This question comes from exercise $1.3$ in Rational Points on Elliptic Curves (Silverman & Tate). I am self studying and trying to work some of the exercises. This one is giving me some trouble.
Let $C$ be the conic given by the equation
$$x^2 – 3xy+ 2y^2 – x + 1 = 0.$$
Let $L$ be the line $y = \alpha x + \beta$. Suppose that the intersection $L \cap C$ contains the point $\left(x_0, y_0\right)$. Assuming that the intersection consists of two distinct points, find the second point of $L \cap C$ in terms of $\alpha, \beta, x_0, y_0$.

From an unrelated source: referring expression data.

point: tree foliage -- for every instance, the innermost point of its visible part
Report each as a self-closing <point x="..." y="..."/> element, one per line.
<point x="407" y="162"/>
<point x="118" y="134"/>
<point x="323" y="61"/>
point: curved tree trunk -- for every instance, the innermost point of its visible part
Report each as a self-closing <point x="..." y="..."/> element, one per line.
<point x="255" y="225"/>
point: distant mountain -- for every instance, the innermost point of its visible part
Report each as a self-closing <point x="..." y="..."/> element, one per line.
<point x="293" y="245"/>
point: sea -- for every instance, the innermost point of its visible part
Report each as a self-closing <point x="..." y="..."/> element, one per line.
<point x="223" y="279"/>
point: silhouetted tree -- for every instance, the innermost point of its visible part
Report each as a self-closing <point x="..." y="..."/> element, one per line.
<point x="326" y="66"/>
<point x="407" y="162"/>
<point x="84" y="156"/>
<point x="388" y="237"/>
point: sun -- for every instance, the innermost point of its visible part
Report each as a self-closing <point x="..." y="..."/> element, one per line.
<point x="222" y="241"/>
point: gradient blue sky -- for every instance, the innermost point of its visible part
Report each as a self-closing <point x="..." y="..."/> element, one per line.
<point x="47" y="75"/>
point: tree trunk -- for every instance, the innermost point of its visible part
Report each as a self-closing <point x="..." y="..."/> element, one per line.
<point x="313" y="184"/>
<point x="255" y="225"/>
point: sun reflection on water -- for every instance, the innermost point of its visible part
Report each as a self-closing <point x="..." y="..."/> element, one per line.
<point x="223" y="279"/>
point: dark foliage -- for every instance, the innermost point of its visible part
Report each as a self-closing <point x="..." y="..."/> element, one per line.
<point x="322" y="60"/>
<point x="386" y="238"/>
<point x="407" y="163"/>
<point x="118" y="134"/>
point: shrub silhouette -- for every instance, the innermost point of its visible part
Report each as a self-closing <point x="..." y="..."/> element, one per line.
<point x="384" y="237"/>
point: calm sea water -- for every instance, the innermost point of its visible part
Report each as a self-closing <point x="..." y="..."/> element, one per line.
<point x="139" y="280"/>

We know the line intersections the conic at point $P = (x_0, y_0)$, so by the group law it also intersects at point $P^2$. I think my understanding of this is algebraically correct, but I don't know how to translate it to my analytic understanding and write $P^2$ in terms of$\alpha, \beta, x_0,$ and $y_0$.
Substituting $y$ yields
\begin{align*}
x^2 -3x(\alpha x +\beta) + 2(\alpha x +\beta)^2 -x + 1 &= 0\\
x^2 -3\alpha x^2 -3x\beta + 2\alpha^2x^2 + 4\alpha x\beta +2\beta^2 -x + 1 &= 0\\
\end{align*}
which doesn't seem to lead anywhere.
Best Answer
Let's write your quadratic as $$ (1 -3\alpha+2\alpha^2) x^2 -(1+3\beta - 4\alpha \beta)x +2\beta^2 + 1 = 0 $$ Now, by Vieta's formulas, the sum of the roots of the quadratic $ax^2 + b x + c$ is $-b/a$. So for this quadratic we have $$ x_0 + x_1 = \frac{1+3\beta - 4\alpha \beta }{1 -3\alpha+2\alpha^2} $$ Next we use the line equation to get $y_0 + y_1$: $$ y_0 + y_1=\alpha (x_1 + x_0) +2\beta = \alpha \frac{1+3\beta - 4\alpha \beta}{1 -3\alpha+2\alpha^2}+2\beta = \frac{\alpha + 2\beta -3\alpha\beta}{1 -3\alpha+2\alpha^2} $$ Solving then gives $$ x_1 = \frac{1+3\beta - 4\alpha \beta }{1 -3\alpha+2\alpha^2} - x_0\\ y_1 = \frac{\alpha + 2\beta -3\alpha\beta}{1 -3\alpha+2\alpha^2} - y_0. $$ Note that the denominator here is the coefficients of the quadratic form in the conic. I'm not sure of an intuitive way to get the coefficients in the numerator, though.